Y así se hizo. Visitaron las caballerizas una vez más después de que cenaron, Karline fue bañada y cambiada con ropa de dormir y una de las mucamas los ayudó a hacer la llamada a sus abuelos. Sólo entonces volvieron a la casa, luego de que la niña parloteara sobre todo lo que harían al día siguiente, y Giulio la recostó sobre su cama, la cobijó y se quedó con ella, contándole sobre su niñez en ese mismo bosque y sus aventuras con su mejor amigo Jean hasta que se quedó dormida.

Eran poco más de las once de la noche cuando se encontró de nuevo solo, caminando sin rumbo fijo por los silenciosos pasillos de la casa. La mayoría de la servidumbre se había retirado a descansar para esa hora. Todo estaba iluminado. Los focos se encendían cuando lo percibían en la cercanía y alumbraban la longitud de los corredores. A un costado de la habitación de Karline estaba la suya, en el costado opuesto la de la nana, que había sido contratada para pasar las noches en la casa y sólo podía regresar a su hogar cuando la nana de la mañana la reemplazaba.

La arquitectura original de la casa había sido respetada y aun así sentía que caminaba sobre corredores nuevos e inciertos por primera vez. La decoración era acorde a la época, con ligeros toques antiguos que le recordaban ocasionalmente a Akantore. Lo imaginaba mirándolo todo con ojo crítico, enarcando la ceja y ordenando a los sirvientes que movieran las cosas de lugar sólo para ordenar de nuevo que las regresaran al sitio original.

Sonrió, topándose a medio camino con un mayordomo que lo saludó y le preguntó si todo estaba bien. Giulio le pidió que se fuera a descansar y continuó su travesía hasta la planta baja, donde estaba su taller.
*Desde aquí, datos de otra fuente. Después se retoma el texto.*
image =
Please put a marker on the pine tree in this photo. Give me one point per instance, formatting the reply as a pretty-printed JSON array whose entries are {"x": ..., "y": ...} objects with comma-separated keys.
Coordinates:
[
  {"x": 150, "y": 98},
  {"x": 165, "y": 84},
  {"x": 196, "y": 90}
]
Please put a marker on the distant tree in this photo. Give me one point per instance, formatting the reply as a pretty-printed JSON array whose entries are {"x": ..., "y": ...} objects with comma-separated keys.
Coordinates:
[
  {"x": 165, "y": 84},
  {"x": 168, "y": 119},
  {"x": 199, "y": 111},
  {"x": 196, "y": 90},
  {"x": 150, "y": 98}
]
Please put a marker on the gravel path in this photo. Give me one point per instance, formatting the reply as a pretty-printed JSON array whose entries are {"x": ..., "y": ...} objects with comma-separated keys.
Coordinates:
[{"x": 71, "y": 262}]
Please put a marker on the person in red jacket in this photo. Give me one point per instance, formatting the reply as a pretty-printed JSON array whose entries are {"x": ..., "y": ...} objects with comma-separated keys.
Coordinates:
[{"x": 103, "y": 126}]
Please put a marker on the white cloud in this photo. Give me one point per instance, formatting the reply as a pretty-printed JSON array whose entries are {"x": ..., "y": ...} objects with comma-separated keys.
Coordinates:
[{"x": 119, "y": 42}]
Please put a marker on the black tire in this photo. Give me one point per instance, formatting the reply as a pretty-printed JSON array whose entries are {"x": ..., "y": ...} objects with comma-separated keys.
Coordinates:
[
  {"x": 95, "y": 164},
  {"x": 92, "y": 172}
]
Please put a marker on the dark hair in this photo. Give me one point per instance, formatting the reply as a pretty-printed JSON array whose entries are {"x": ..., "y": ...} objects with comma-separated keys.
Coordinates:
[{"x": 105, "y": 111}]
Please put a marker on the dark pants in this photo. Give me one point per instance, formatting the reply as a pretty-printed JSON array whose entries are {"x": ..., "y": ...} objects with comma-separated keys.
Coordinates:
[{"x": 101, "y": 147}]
Entró con los hombros tensos y una opresión en el pecho que le recordó a aquel momento, muy lejano ya para el resto del mundo, en el que se había parado en ese mismo lugar, detrás de la puerta, y había visto a su padre irrumpir como una tormenta.

En medio de la habitación estaba el lienzo sin terminar cubierto por una manta negra, alrededor los suministros de arte ya desempacados y acomodados a lo largo de las repisas, las tarimas y los organizadores repartidos a lo amplio del taller.

Se mordió los labios. La sensación de que estaba siendo observado era insoportable. Se quitó el saco al sentir que lo asfixiaba y lo arrojó por ahí, sobre el respaldo de una silla. Ahora la mayoría de la casa contaba con lo que llamaban «clima artificial» y el ambiente podía hacerse más fresco o más cálido según se requiriera, pero no encendió nada.

Caminó hacia el cuadro, retiró la manta e inspiró con profundidad. Pintaría un poco, aun si el temor estaba de nuevo plagando sus pensamientos. No podía continuar aplazando lo inevitable, aunque su decisión ya estaba tomada y esperaba que «Ella» la respetara.